What would you tell young girls and women who would like to become leaders in their professional fields one day?
I would tell them to follow their instincts and be persistent and passionate about their selected theme of research. When you put in your best effort and passion in what you do, then you stand out from the others. Eventually, people will start to recognize your work and then one day you will naturally become a leader in your professional field.
As you may know, the Gender STI project focuses on promoting gender equality in international cooperation in STI. Do you have any ideas on how we could promote gender equality in this area?
Women represent between 59 and 60% of the total population of College and Master’s Degree programs in science. However, in PhD programs, women’s representation falls to 40%. Only 30% decide to continue a career in research, and those who manage to stay in research and academia represent only 15% of the total scientific population.
These percentages of women representation in STI fields are quite similar around the world, independent of country, religion, or culture.
The numbers are closely related to the woman’s age, biological activity (e.g., pregnancy), and social roles (e.g., become mothers and heads of family) which women affront throughout their lives. And this also give us an idea of those moments in a woman’s life where we could offer some support during the consolidation of their scientific careers.

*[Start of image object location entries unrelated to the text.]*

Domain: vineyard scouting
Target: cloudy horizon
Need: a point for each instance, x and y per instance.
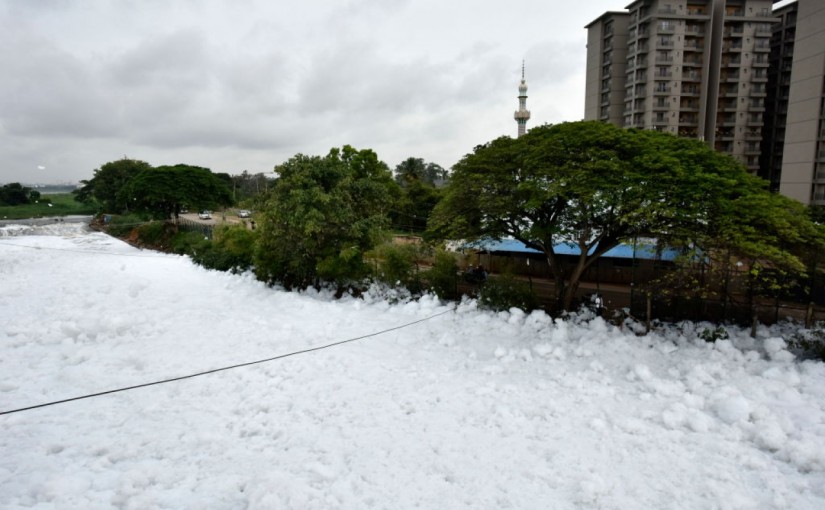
(236, 87)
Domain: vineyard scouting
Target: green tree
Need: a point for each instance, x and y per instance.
(594, 186)
(416, 169)
(14, 194)
(322, 215)
(108, 182)
(163, 191)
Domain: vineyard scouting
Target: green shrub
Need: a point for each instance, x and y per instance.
(188, 243)
(442, 277)
(122, 225)
(231, 249)
(155, 233)
(396, 264)
(504, 292)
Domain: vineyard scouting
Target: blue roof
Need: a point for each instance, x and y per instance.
(622, 251)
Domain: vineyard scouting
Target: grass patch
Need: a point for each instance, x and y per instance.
(62, 204)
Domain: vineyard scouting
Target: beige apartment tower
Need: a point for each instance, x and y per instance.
(696, 68)
(803, 155)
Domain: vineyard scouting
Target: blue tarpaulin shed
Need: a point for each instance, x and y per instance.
(623, 251)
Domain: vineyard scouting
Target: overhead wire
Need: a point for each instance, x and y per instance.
(222, 369)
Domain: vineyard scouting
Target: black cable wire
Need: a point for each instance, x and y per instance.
(85, 252)
(214, 370)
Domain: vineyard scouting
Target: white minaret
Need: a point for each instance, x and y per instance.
(523, 114)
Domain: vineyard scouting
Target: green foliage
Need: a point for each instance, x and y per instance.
(594, 185)
(712, 335)
(250, 188)
(809, 343)
(122, 225)
(415, 203)
(231, 249)
(416, 170)
(442, 277)
(322, 215)
(504, 291)
(155, 233)
(108, 181)
(188, 243)
(397, 264)
(163, 191)
(14, 194)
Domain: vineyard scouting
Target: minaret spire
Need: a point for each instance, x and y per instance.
(523, 114)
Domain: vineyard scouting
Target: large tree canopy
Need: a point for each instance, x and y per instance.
(164, 190)
(595, 186)
(107, 183)
(323, 214)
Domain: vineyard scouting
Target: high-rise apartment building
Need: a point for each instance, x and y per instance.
(696, 68)
(803, 154)
(776, 103)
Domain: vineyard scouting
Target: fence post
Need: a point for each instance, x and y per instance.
(649, 299)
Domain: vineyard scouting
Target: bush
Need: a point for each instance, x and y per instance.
(188, 243)
(504, 292)
(231, 249)
(397, 265)
(155, 234)
(442, 277)
(122, 226)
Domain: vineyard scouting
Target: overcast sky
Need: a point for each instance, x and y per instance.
(237, 85)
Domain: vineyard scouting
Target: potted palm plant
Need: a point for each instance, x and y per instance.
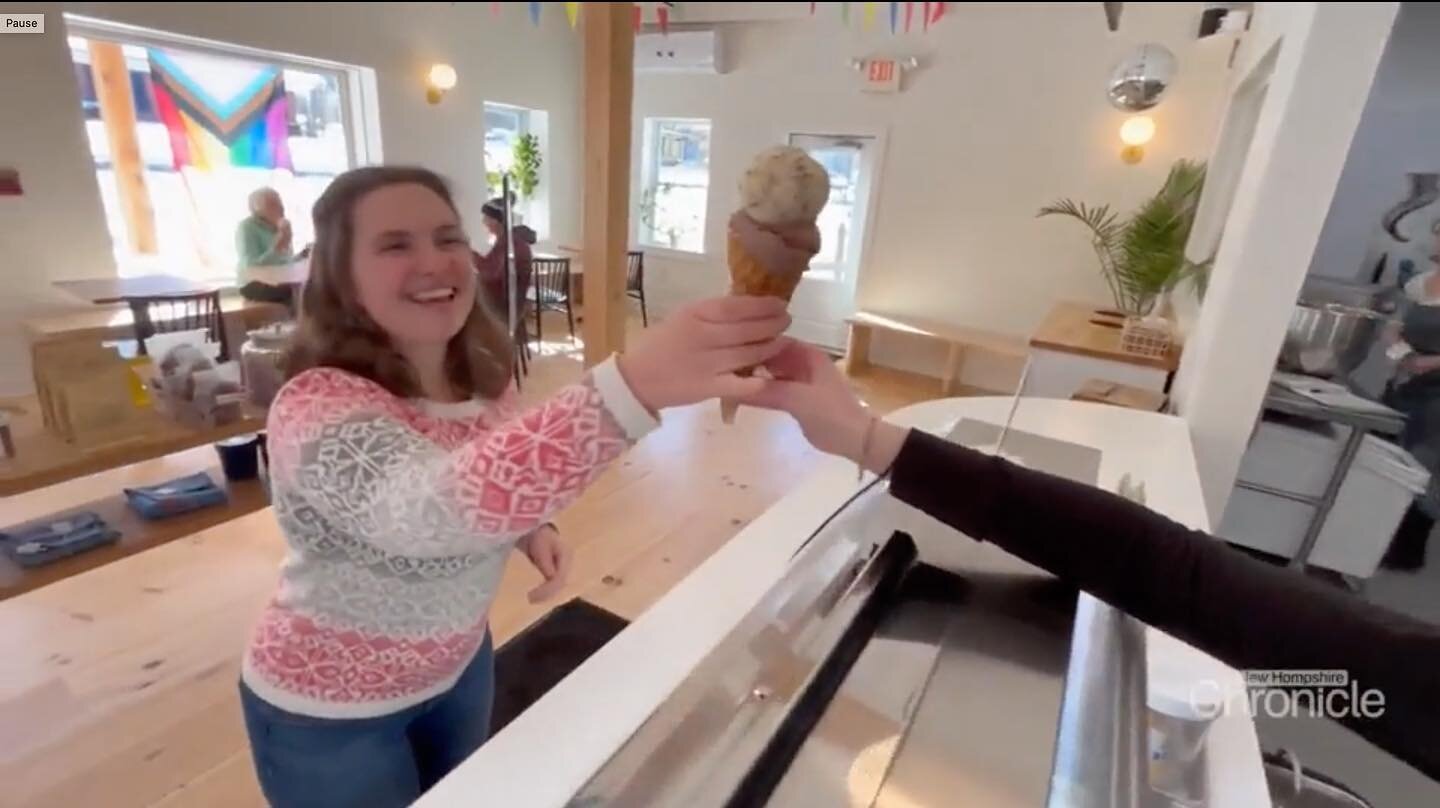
(1142, 258)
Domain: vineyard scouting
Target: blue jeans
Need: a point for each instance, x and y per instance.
(304, 761)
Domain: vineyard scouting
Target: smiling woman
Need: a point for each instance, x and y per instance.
(402, 474)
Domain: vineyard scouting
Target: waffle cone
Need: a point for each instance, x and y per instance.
(748, 277)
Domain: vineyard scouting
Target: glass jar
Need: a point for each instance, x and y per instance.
(261, 357)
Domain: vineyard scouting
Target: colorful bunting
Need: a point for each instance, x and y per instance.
(930, 13)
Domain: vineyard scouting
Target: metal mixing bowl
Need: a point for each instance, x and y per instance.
(1329, 339)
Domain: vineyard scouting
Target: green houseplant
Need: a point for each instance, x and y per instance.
(527, 164)
(524, 173)
(1142, 258)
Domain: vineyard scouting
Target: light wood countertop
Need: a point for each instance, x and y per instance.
(1070, 329)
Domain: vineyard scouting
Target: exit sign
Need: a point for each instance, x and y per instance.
(882, 75)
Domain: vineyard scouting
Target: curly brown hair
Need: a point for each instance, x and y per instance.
(336, 331)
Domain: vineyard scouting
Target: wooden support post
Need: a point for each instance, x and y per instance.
(609, 82)
(117, 110)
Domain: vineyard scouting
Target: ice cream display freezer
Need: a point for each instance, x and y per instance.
(877, 658)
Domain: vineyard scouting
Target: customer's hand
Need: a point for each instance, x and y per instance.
(693, 355)
(807, 385)
(1420, 363)
(550, 556)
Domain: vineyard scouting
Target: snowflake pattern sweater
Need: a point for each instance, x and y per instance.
(399, 516)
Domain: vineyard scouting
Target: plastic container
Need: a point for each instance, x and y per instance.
(239, 457)
(261, 362)
(1181, 706)
(1373, 499)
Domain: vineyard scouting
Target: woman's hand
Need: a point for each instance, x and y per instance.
(550, 556)
(807, 385)
(693, 355)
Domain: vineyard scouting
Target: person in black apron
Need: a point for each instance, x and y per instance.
(1416, 393)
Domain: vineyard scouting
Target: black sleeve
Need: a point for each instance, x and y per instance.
(1243, 611)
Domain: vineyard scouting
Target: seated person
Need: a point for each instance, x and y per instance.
(491, 265)
(264, 239)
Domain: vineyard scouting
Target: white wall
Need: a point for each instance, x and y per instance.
(1322, 72)
(1398, 131)
(1005, 114)
(59, 228)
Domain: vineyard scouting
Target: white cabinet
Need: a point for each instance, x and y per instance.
(1057, 375)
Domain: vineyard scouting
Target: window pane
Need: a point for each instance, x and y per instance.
(198, 208)
(503, 130)
(673, 211)
(838, 216)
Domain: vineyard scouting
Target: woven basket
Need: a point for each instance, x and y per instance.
(1146, 337)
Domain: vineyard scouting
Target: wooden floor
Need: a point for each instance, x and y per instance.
(118, 686)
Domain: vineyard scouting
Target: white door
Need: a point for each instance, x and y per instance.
(827, 293)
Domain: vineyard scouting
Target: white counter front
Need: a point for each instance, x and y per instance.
(550, 751)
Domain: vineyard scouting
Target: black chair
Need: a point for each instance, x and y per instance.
(522, 339)
(552, 281)
(635, 281)
(169, 314)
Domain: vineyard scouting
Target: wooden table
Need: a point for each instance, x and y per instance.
(42, 458)
(1076, 344)
(115, 290)
(293, 274)
(958, 340)
(117, 323)
(136, 533)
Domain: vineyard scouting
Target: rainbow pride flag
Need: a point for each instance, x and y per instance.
(221, 111)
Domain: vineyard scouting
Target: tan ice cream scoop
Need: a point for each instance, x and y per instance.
(774, 236)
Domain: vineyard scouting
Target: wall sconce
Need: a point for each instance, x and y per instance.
(1135, 133)
(439, 79)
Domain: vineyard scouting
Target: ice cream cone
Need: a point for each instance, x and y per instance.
(748, 277)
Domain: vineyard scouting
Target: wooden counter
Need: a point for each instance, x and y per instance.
(1070, 329)
(42, 458)
(136, 533)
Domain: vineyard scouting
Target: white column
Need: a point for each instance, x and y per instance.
(1321, 59)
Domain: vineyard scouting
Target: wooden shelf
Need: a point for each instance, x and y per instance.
(1070, 329)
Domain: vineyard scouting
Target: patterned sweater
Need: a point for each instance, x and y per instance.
(399, 514)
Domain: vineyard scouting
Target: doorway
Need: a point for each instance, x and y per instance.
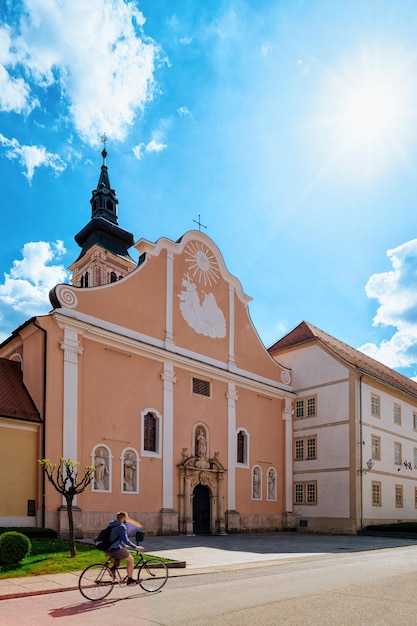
(201, 510)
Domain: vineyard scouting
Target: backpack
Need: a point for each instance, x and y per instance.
(102, 541)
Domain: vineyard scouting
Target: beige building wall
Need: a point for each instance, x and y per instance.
(120, 351)
(18, 479)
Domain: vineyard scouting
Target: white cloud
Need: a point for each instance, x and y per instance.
(151, 146)
(31, 157)
(396, 292)
(94, 51)
(14, 91)
(26, 287)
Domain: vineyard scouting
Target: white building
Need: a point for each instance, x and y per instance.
(352, 413)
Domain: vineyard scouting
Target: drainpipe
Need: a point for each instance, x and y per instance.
(360, 452)
(43, 480)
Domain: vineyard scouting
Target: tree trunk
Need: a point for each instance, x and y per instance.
(69, 499)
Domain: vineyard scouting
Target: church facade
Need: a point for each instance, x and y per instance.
(153, 372)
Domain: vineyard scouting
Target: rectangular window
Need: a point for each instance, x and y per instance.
(311, 406)
(202, 387)
(311, 447)
(305, 448)
(305, 492)
(299, 493)
(397, 453)
(306, 407)
(375, 405)
(376, 447)
(299, 408)
(299, 449)
(398, 496)
(376, 493)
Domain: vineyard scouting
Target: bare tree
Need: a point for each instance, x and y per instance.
(64, 477)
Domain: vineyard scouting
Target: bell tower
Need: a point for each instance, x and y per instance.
(104, 256)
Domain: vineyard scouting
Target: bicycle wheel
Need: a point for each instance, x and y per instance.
(96, 582)
(153, 575)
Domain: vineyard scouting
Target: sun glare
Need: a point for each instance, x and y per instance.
(367, 113)
(373, 111)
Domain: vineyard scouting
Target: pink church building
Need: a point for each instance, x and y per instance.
(153, 373)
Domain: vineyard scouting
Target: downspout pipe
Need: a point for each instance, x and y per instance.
(43, 479)
(360, 452)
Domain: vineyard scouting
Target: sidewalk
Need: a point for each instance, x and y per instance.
(203, 554)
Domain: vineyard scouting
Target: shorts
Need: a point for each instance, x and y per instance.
(118, 553)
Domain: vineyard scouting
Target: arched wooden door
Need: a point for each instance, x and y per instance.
(201, 510)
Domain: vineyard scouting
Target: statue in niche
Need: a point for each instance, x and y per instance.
(129, 468)
(102, 470)
(256, 484)
(201, 443)
(271, 485)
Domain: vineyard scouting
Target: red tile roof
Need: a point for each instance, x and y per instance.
(305, 333)
(15, 401)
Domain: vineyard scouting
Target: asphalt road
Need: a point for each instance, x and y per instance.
(374, 588)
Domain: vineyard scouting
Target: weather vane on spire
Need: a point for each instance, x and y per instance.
(103, 140)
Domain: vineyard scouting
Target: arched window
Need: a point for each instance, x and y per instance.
(130, 471)
(151, 433)
(102, 461)
(272, 484)
(256, 483)
(242, 447)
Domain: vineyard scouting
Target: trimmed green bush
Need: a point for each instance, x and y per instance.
(31, 531)
(14, 547)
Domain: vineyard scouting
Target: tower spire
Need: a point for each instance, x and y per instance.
(104, 235)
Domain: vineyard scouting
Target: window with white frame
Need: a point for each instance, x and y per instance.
(397, 413)
(201, 387)
(242, 447)
(397, 453)
(305, 492)
(399, 497)
(129, 471)
(272, 484)
(102, 461)
(256, 483)
(375, 405)
(376, 493)
(151, 433)
(306, 407)
(305, 448)
(376, 447)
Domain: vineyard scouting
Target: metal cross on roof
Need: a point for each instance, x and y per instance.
(199, 223)
(103, 140)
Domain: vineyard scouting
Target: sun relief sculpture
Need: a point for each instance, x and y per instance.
(200, 310)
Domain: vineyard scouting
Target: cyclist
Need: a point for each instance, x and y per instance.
(119, 540)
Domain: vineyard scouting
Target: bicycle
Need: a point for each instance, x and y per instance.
(97, 581)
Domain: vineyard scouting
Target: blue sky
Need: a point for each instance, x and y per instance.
(288, 126)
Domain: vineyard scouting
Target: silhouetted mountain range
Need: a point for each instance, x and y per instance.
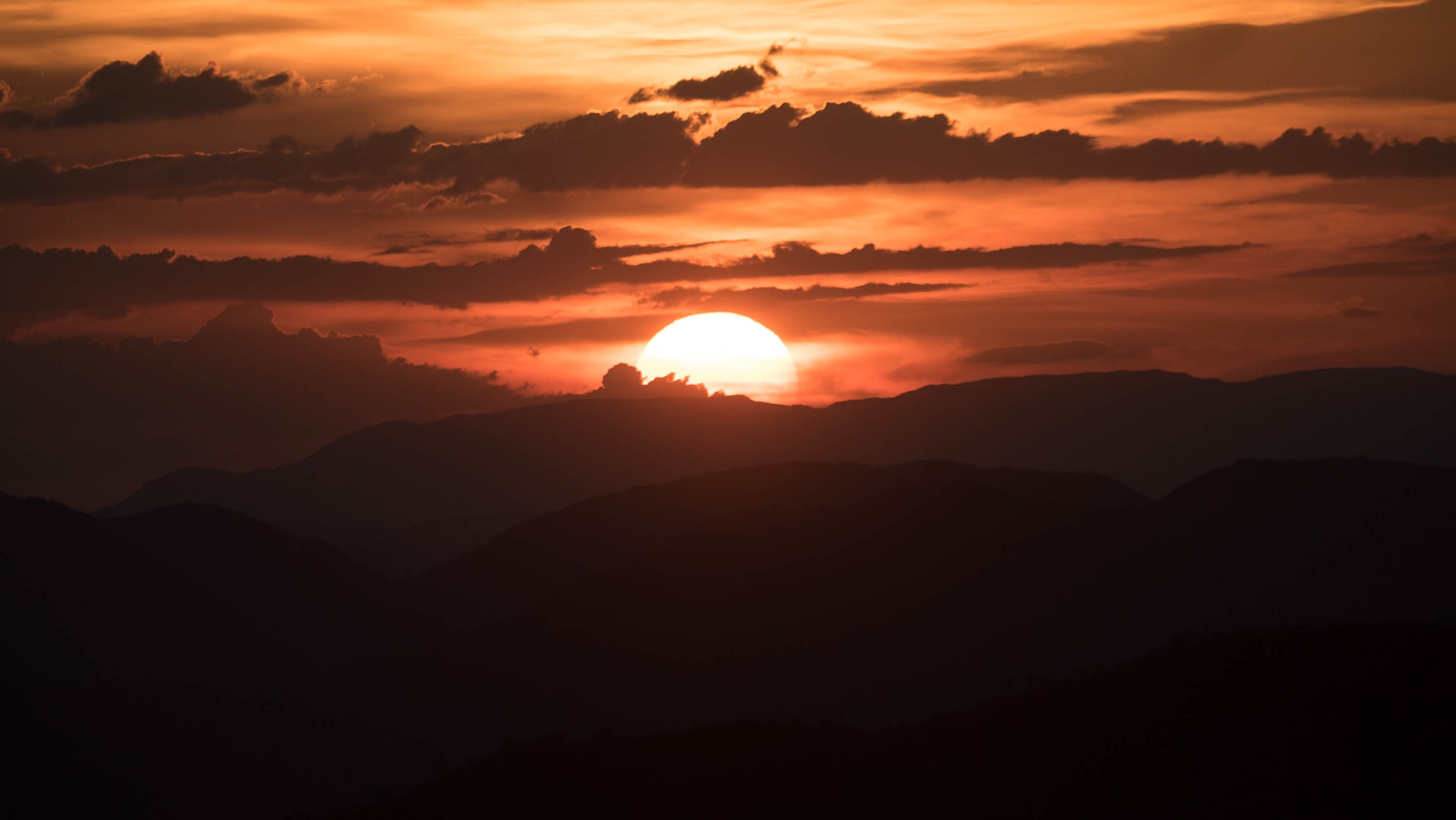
(1347, 721)
(791, 592)
(407, 495)
(190, 593)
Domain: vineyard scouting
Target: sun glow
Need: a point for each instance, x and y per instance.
(725, 352)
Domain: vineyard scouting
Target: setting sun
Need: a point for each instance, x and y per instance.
(725, 352)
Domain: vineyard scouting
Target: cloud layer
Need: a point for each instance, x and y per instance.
(146, 90)
(839, 144)
(36, 283)
(1381, 53)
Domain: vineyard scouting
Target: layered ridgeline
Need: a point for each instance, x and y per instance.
(407, 495)
(790, 592)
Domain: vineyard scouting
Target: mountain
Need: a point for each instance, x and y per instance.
(1339, 721)
(407, 495)
(188, 595)
(872, 596)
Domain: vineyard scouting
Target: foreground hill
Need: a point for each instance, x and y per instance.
(407, 495)
(188, 593)
(1339, 721)
(871, 596)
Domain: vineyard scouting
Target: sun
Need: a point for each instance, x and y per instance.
(724, 352)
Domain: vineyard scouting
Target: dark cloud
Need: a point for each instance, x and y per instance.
(1381, 53)
(1049, 353)
(730, 299)
(722, 86)
(1160, 107)
(839, 144)
(603, 330)
(146, 90)
(519, 233)
(625, 382)
(1381, 269)
(95, 421)
(1360, 313)
(38, 283)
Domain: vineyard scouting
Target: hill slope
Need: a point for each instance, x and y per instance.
(408, 495)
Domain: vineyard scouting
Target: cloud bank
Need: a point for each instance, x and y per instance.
(839, 144)
(146, 90)
(40, 283)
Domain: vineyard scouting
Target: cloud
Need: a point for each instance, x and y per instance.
(37, 283)
(1378, 53)
(1381, 269)
(729, 299)
(722, 86)
(625, 382)
(95, 421)
(519, 233)
(146, 90)
(839, 144)
(1049, 353)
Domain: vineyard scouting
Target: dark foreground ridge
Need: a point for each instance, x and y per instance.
(193, 663)
(1340, 721)
(407, 495)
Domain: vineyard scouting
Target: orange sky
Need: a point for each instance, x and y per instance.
(471, 70)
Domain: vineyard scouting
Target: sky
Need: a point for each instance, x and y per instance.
(906, 193)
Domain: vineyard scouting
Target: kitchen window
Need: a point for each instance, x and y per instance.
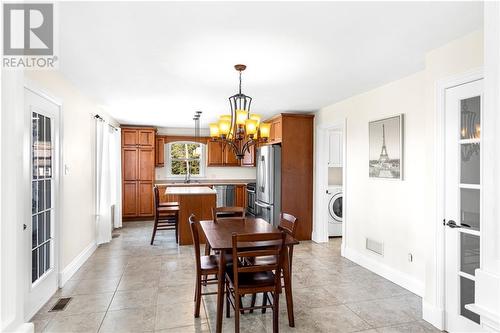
(185, 159)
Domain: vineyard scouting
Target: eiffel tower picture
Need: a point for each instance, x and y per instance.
(385, 136)
(383, 154)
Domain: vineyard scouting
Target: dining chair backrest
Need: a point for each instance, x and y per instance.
(193, 225)
(262, 245)
(156, 197)
(228, 212)
(288, 224)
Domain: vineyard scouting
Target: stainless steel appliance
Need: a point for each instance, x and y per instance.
(268, 189)
(251, 197)
(225, 195)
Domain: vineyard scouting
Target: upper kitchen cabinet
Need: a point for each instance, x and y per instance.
(249, 158)
(134, 137)
(160, 151)
(335, 149)
(138, 162)
(214, 153)
(146, 137)
(276, 131)
(219, 154)
(229, 156)
(130, 137)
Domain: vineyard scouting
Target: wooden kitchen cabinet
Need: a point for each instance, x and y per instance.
(130, 137)
(145, 199)
(138, 162)
(130, 159)
(229, 156)
(146, 164)
(240, 197)
(129, 200)
(276, 131)
(214, 153)
(160, 151)
(295, 134)
(146, 138)
(219, 154)
(249, 158)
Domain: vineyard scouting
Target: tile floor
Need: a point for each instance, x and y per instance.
(130, 286)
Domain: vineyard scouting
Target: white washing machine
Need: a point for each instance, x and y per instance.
(335, 210)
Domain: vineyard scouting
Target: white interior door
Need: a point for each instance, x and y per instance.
(462, 203)
(42, 254)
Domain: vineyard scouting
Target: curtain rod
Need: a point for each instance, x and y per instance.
(98, 117)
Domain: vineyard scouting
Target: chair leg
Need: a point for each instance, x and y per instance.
(207, 249)
(252, 303)
(177, 228)
(228, 304)
(198, 297)
(276, 311)
(241, 302)
(237, 314)
(154, 229)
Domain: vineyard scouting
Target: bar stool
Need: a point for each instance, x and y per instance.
(166, 216)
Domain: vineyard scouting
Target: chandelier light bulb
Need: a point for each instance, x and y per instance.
(241, 117)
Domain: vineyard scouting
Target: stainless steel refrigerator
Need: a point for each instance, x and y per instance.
(268, 198)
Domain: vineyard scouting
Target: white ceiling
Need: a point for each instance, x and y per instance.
(155, 63)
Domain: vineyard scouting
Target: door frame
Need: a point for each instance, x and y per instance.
(320, 234)
(476, 74)
(37, 90)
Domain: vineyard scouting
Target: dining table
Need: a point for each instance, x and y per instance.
(219, 233)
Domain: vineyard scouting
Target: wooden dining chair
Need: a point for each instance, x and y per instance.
(205, 266)
(164, 203)
(225, 212)
(228, 212)
(256, 278)
(288, 224)
(165, 218)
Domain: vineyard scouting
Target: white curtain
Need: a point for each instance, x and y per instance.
(103, 183)
(116, 176)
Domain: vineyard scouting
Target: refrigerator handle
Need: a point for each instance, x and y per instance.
(262, 205)
(262, 167)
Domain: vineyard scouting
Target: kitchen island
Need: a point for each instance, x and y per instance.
(197, 200)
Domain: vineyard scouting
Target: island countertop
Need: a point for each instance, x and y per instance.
(189, 190)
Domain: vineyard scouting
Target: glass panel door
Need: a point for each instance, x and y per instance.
(462, 194)
(470, 190)
(42, 209)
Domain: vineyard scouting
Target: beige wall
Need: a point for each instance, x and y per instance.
(402, 214)
(77, 197)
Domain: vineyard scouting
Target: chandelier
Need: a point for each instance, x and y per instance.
(240, 130)
(471, 131)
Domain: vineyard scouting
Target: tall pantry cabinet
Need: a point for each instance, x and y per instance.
(138, 171)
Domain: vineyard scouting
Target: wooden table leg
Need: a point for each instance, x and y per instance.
(288, 289)
(220, 291)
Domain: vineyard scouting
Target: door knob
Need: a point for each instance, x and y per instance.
(452, 224)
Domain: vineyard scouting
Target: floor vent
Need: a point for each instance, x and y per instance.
(375, 246)
(61, 304)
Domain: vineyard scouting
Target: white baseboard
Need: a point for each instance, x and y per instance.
(75, 264)
(318, 239)
(23, 328)
(433, 315)
(404, 280)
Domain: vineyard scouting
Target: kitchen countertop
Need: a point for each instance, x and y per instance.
(204, 182)
(191, 190)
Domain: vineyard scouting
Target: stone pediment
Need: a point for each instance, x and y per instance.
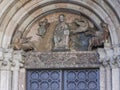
(61, 59)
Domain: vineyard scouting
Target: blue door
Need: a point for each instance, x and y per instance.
(87, 79)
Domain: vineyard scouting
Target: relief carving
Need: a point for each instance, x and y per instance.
(43, 26)
(61, 34)
(20, 43)
(99, 37)
(60, 59)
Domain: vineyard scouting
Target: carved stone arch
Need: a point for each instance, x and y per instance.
(82, 3)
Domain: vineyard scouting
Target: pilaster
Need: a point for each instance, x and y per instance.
(10, 63)
(110, 60)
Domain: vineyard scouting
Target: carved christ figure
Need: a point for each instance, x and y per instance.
(61, 35)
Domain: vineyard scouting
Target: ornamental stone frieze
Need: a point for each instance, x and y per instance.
(61, 59)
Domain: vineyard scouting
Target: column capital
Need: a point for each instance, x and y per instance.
(109, 56)
(18, 60)
(10, 59)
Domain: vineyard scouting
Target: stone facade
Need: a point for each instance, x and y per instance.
(24, 15)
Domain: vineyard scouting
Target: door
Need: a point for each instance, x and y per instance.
(86, 79)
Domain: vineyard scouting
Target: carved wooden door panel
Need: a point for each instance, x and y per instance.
(87, 79)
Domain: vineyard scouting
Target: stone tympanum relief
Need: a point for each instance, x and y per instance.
(62, 32)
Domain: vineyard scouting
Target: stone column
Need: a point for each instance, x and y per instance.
(110, 58)
(10, 63)
(17, 63)
(5, 70)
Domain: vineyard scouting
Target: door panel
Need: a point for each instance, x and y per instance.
(81, 80)
(43, 80)
(86, 79)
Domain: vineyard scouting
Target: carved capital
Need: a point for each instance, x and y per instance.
(18, 60)
(10, 59)
(109, 56)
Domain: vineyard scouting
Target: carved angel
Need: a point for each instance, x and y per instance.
(43, 26)
(99, 37)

STI careers demand time, dedication, and focus. Women should be able to freely dispose of this time as much as men do.
I consider that there should be more social programs which support women in reproductive age and during maternity; we should promote the balance of household responsibilities between men and women; and women themselves should learn to delegate work and take more active and leadership-focused roles in their professions.
Finally, it is important to consider that women might need to take a break or slow down their research careers during certain stages of their lives due to certain personal circumstances, but they should consider just to take a break, not completely quit their career in STI research.
What do you think needs to be done to increase the number of women leaders in STI?
I believe there must be a genuine and credible conviction to offer women opportunities in leadership roles.
Most institutions claim to support gender equality policies, but they only do it to follow trends. They preach their support to this issue only because they want to be considered an exemplary and just institution. However, such institutions do not have a genuine intention to promote gender equality. If they practiced what they preached, vacant positions would not be filled until there was equality in representation.
If there are jobs where women constitute a minority and there are no female candidates to fill vacant positions, companies and institutions should undertake the task of educating, preparing, and training women to fill these positions. There should be policies in place so that executive or leadership positions are rotated between men and women.
This way, women would genuinely be encouraged to participate equitably in any position in STI and, in consequence, it would promote an increase of women leaders in these fields.